The problem for the Hospital Trust is that Paul often refuses haemodialysis – a treatment that he needs three times a week (taking 4 or 5 hours each time) to maintain his kidney function. Without it, he will die.  He’s had 13 admissions to critical care due to his refusal to accept dialysis.  When he’s refused, doctors have resorted to force. Counsel for the hospital trust (John McKendrick QC) says that “the levels of force involved have placed highly experienced clinicians at the boundaries of what they consider to be acceptable practice.”  When efforts at persuasion fail, Paul is forcibly held down, sedated, intubated, and given a general anaesthetic so that he can be provided with dialysis. 
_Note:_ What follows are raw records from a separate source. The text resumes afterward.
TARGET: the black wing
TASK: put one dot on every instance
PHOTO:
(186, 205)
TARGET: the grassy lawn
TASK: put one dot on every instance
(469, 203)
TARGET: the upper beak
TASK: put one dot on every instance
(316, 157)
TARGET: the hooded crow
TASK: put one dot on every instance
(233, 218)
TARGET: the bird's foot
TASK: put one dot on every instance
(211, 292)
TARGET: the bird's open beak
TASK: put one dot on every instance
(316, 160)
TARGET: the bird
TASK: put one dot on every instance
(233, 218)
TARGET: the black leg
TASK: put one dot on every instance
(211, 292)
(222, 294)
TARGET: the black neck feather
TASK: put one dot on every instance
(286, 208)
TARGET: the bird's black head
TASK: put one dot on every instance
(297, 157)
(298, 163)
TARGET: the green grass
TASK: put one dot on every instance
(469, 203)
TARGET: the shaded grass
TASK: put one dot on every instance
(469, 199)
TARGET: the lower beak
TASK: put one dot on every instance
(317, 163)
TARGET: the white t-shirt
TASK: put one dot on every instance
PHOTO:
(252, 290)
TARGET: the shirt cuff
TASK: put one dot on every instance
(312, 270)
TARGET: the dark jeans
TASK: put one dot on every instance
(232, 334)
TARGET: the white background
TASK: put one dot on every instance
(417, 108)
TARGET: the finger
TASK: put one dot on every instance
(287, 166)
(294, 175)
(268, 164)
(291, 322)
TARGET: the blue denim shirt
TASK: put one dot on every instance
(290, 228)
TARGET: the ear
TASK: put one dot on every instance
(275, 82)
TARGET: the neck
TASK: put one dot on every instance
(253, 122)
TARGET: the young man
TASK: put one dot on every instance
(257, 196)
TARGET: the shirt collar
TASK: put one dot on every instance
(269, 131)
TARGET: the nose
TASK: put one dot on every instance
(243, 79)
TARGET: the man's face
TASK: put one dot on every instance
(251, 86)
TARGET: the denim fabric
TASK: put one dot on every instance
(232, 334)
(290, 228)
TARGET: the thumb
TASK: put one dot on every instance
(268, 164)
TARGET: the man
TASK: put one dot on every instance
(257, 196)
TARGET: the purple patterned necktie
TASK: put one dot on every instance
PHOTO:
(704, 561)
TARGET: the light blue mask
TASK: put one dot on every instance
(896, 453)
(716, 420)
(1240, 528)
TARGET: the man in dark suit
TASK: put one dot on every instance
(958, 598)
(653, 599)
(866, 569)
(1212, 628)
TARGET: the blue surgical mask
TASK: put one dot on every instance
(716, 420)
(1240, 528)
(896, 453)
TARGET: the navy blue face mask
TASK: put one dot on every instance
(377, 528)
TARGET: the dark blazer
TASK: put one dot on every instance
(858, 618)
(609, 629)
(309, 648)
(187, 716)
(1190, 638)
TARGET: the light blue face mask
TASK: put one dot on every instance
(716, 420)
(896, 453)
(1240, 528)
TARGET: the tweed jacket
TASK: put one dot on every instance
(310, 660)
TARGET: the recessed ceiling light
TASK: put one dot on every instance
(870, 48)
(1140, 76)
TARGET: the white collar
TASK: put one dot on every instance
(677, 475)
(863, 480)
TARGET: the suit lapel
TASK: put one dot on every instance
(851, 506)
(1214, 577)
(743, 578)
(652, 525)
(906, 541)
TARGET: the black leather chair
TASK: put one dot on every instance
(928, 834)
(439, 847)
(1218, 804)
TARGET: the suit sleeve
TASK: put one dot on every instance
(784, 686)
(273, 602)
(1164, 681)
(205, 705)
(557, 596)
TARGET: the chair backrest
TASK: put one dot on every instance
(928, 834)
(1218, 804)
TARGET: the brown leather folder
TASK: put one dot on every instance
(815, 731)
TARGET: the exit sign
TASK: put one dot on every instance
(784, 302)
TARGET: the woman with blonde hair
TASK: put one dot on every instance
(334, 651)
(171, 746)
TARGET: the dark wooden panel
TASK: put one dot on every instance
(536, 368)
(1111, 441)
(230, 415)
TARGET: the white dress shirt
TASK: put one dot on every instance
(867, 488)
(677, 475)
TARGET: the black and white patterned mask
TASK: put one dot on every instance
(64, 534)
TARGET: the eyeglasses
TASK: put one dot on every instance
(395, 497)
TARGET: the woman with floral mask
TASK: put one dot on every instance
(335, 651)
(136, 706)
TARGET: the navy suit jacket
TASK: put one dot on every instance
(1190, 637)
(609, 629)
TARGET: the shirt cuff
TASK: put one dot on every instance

Paul has been diagnosed as having an “emotionally unstable personality disorder” (also known as a “borderline” personality disorder) at the severe end of the spectrum.  In his case, this is characterised by suicidal ideation and auditory hallucinations.  He also has what the judge characterised as “an alarming, disturbing and very sad history of self-harming”.  The diagnosis qualifies as ”an  impairment of, or a disturbance in, the functioning of the mind or brain” under s. 2(1) of the  Mental Capacity Act 2005 and causes fluctuations in his capacity to consent to, or to refuse, dialysis. According to his legal representative,  “the ‘Well-Paul’ wants to live and is cooperative with his doctors” but when he is in mental health crisis, “the ‘Ill-Paul’ refuses treatment and says to the treating team that he wishes to disappear”. 

“The position of the Official Solicitor, informed by Paul himself, expressing his views when he has capacity, is that the person Paul becomes when in mental health crisis is one he doesn’t have control over.  He doesn’t want the decisions he makes when he lacks capacity to be respected.  He doesn’t want to die.” (Counsel for Paul)

A doctor gave evidence about what she’d experienced in providing treatment for Paul some months earlier:

“It needed four people to restrain him.  I explained to him that he didn’t have capacity to make the decision to refuse dialysis so we were going to give it in his best interests and we would sedate him to do that.  He curled up in a ball in the top corner of the bed and pulled the sheet over his head.  Two psychiatric nurses and two security guards held a limb each so that he couldn’t kick out.  I got an injection into his upper arm and a cannular into his hand.  He was shouting through most of it, ‘Leave me alone – I want to die.’” 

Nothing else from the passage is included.